Kemampuan suami istri dan keluarga mengelola, menatalayani daya, dana dan sarana yang bersifat intrinsik dan ekstrinsik ini akan sangat berpengaruh terhadap terintegrasinya hubungan suami istri dalam keluarga terputusnya hubungan suami istri. Bagi keluarga yang memiliki kelemahan dalam mengelola sumber daya, maka mereka akan mengalami kesulitan untuk memupuk menyatunya (union) hubungan suami istri. Sebaliknya bagi mereka yang sadar akan tanggung jawab “mengusahakan dan mengelola” sumber daya yang dimiliki, sudah dapat dipastikan hubungan suami istri semakin intim, dan semakin sulit pihak lain untuk terlibat dalam hubungan mereka.[26]

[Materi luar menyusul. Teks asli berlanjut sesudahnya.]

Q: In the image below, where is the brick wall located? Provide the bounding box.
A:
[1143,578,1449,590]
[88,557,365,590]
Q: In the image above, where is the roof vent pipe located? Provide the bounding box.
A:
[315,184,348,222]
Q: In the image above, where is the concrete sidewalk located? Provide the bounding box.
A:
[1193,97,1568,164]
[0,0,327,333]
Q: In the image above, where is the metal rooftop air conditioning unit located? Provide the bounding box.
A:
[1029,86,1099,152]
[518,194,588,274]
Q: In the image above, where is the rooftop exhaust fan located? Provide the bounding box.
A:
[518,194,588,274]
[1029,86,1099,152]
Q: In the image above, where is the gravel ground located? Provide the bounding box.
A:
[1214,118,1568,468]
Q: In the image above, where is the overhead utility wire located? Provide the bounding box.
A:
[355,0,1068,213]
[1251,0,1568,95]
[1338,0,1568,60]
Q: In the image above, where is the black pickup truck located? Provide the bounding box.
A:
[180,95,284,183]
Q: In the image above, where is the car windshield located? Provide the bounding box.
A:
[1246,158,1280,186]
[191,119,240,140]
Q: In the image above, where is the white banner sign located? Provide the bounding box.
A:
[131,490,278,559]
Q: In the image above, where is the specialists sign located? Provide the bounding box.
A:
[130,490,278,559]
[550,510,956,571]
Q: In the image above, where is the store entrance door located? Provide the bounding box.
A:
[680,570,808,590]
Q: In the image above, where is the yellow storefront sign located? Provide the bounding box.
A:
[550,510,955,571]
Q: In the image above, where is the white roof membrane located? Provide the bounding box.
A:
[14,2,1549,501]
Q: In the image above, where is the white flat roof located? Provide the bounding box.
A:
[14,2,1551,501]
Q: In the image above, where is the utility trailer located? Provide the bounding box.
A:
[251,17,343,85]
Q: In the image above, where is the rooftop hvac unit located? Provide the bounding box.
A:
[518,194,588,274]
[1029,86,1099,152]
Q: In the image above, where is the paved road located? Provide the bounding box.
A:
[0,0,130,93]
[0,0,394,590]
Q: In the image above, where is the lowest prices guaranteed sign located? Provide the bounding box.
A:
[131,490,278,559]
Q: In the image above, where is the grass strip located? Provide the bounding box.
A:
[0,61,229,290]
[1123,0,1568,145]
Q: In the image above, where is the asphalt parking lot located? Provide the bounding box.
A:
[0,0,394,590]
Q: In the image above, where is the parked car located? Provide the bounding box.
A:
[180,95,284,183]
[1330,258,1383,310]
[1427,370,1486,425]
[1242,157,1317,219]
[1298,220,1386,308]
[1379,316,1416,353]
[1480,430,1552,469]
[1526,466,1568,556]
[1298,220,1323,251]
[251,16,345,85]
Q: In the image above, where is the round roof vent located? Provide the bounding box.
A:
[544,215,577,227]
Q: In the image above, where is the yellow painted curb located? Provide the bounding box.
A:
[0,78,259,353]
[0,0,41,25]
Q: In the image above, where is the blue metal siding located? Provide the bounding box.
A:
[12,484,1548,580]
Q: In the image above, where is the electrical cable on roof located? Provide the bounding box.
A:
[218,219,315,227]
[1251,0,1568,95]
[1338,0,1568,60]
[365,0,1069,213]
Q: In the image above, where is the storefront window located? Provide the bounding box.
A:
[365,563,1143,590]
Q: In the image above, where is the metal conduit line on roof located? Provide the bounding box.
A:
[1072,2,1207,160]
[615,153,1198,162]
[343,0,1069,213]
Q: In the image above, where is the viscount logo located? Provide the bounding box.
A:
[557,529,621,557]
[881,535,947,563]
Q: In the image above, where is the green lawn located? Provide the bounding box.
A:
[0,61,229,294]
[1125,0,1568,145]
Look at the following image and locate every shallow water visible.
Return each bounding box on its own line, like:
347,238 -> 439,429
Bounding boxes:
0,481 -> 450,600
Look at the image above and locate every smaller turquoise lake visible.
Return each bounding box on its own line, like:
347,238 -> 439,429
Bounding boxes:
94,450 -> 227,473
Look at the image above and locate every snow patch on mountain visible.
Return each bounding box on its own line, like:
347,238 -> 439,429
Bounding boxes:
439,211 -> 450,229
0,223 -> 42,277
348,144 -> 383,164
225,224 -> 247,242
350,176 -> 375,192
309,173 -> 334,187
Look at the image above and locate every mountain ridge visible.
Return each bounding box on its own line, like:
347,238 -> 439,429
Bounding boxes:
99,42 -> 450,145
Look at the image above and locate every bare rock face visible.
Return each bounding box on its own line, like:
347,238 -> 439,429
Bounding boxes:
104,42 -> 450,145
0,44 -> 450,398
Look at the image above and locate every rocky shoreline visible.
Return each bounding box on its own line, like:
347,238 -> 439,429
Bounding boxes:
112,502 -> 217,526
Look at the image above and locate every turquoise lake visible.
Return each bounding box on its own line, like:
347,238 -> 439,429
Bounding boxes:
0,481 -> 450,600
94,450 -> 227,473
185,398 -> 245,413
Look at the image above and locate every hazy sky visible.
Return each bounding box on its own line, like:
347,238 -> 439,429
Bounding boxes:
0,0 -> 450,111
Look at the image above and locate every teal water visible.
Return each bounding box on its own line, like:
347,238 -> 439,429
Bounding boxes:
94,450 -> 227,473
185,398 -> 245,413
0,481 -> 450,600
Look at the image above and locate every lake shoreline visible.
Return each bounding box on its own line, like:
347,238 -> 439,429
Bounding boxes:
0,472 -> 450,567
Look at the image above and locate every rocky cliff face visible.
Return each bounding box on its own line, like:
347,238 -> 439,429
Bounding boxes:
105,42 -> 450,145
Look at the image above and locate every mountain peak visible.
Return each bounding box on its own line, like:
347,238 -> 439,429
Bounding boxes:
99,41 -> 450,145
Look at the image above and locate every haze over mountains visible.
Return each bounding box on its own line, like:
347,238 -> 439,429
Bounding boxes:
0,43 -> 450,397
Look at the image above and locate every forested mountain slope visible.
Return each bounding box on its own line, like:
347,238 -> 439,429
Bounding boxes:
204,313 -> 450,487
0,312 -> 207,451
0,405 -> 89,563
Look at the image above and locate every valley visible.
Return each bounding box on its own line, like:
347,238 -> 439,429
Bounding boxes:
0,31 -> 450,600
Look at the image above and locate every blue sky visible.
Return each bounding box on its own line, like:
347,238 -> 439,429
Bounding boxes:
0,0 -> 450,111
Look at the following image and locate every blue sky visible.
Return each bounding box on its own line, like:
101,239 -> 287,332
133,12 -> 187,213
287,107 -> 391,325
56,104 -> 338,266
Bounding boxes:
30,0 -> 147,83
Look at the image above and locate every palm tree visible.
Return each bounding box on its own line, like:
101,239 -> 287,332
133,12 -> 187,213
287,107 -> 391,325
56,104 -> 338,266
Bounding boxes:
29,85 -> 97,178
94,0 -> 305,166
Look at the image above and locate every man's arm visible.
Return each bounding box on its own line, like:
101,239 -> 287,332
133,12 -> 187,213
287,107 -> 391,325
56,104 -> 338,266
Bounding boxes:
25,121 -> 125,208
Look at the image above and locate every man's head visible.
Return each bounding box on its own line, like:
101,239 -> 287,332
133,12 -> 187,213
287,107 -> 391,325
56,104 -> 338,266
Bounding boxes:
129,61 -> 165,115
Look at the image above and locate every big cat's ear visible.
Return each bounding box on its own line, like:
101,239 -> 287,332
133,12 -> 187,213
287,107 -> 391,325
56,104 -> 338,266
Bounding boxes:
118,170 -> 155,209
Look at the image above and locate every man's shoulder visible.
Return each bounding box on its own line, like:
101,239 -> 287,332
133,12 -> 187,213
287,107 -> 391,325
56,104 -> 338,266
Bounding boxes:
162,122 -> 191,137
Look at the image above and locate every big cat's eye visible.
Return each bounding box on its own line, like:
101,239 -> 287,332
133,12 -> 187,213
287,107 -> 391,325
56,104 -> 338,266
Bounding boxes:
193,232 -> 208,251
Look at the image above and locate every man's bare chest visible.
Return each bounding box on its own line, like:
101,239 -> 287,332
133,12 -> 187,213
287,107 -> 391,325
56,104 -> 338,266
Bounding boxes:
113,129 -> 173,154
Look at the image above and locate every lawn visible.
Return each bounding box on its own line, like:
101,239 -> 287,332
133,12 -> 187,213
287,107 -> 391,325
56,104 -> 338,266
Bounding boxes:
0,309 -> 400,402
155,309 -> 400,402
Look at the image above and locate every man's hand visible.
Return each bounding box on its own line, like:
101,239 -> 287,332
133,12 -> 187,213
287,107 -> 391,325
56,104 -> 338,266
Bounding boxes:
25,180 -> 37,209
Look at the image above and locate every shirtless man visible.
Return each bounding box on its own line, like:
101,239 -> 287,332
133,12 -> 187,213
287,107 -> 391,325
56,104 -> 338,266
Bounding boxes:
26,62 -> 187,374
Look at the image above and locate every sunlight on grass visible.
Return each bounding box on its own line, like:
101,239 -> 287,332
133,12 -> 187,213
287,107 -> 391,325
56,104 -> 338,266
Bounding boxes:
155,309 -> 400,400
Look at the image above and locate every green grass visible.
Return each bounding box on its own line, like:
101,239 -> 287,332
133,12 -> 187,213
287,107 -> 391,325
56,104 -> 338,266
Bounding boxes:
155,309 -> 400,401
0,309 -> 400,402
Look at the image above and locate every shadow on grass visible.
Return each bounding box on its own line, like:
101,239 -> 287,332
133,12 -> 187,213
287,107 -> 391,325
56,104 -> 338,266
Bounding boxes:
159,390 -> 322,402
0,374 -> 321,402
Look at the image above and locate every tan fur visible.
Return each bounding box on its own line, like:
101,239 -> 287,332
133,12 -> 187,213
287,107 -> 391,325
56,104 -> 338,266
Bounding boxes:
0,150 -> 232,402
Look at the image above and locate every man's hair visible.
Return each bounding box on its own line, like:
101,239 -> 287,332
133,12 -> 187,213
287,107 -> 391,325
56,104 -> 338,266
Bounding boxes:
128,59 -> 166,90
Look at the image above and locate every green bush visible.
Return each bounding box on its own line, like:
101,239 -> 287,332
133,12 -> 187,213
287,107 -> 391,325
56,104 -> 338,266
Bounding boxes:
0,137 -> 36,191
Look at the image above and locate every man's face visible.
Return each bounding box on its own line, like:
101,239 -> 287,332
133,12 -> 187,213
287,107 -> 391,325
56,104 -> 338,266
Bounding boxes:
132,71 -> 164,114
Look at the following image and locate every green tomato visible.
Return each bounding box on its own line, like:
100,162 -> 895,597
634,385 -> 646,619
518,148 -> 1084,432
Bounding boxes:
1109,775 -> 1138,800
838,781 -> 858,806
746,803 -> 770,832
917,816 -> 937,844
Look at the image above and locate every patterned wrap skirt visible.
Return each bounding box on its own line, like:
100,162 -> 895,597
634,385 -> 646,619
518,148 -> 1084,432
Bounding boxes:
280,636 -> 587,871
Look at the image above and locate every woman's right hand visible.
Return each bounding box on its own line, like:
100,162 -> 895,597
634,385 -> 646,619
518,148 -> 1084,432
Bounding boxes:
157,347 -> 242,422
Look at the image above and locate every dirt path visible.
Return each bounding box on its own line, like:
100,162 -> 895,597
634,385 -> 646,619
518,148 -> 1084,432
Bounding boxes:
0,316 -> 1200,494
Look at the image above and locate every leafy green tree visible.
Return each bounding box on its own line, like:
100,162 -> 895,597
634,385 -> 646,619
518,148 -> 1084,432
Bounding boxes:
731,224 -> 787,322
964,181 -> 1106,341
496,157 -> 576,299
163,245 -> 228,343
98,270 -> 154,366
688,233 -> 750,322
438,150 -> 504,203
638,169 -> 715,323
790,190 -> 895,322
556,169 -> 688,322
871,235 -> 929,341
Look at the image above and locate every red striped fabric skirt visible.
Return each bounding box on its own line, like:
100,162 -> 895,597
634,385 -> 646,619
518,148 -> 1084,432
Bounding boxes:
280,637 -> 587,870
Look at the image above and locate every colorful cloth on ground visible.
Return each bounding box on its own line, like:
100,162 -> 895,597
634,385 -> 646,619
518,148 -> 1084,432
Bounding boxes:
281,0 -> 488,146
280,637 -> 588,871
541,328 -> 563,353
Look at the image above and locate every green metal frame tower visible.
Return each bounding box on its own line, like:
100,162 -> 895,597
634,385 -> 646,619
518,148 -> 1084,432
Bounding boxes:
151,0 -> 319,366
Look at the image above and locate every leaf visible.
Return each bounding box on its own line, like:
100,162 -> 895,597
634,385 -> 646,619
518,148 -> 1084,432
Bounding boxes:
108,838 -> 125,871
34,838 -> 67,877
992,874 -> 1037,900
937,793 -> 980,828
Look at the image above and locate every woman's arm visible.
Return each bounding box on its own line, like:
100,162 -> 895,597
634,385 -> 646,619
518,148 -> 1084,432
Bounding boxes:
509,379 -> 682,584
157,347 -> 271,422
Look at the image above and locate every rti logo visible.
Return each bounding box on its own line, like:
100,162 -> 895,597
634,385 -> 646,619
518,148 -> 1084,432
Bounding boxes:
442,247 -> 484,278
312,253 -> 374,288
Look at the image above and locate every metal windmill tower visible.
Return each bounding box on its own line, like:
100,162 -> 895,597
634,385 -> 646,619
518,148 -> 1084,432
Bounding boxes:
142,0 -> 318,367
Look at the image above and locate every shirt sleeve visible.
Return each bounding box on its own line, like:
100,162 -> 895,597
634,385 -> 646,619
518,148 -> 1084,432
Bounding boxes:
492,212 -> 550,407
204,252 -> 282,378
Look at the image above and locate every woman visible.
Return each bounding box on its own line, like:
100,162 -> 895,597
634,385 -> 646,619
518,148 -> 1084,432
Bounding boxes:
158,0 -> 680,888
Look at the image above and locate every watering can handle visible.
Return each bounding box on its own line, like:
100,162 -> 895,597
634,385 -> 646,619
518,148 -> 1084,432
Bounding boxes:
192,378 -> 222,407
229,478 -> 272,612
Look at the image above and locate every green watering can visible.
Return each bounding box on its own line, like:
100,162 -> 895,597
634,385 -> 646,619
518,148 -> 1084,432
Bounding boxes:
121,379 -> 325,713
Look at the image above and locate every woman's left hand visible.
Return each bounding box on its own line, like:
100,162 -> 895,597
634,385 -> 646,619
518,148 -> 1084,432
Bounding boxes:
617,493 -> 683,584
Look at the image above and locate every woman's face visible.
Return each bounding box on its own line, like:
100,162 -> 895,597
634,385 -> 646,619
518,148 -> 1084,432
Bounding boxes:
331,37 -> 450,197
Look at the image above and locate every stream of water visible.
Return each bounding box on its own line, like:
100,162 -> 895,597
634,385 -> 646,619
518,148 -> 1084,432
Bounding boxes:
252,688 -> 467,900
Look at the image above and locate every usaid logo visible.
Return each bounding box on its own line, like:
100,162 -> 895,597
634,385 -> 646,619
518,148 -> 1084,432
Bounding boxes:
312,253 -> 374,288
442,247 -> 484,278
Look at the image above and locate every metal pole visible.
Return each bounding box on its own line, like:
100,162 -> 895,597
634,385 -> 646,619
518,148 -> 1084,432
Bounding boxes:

Permasalahan Keluarga Akankah Pernah Selesai?
Ketika pribadi-pribadi, baik perempuan maupun laki-laki hendak menikah, mereka menaruh harapan yang besar terhadap perkawinan sebagai jalan menuju kesejahteraan hidup berumah tangga dan berkeluarga.[27] Namun, menuju aktualisasi hubungan suami istri dan keluarga GKJW yang harmonis seringkali terhambat oleh masalah-masalah yang muncul, baik disebabkan oleh hubungan itu sendiri maupun oleh pihak luar.[28] Persoalan yang hampir selalu melilit keluarga GKJW di Kabupaten Jember, mungkin juga terjadi pada keluarga secara umum, sehingga membuat suami dan atau istri sebagai leader tidak berdaya adalah masalah relasi dan hal-hal praktis, seperti ekonomi, sosial dan kebiasaan. Persoalan keuangan keluarga,[29] pekerjaan suami (dan istri), relasi suami istri, relasi suami istri dengan orang lain dalam masyarakat seolah tidak pernah selesai, sehingga membuat suami istri hanya berkutat pada persoalan-persoalan semacam ini. Persoalan hubungan suami istri akan tetap ada, selama lembaga perkawinan masih ada. Karena kesulitan keluar dari “rutinitas” persoalan keluarga yang demikian, maka suami istri juga terkendala dalam memperjuangkan aktualisasi diri mewujudkan keluarga GKJW yang menjadi rahmat bagi semua orang.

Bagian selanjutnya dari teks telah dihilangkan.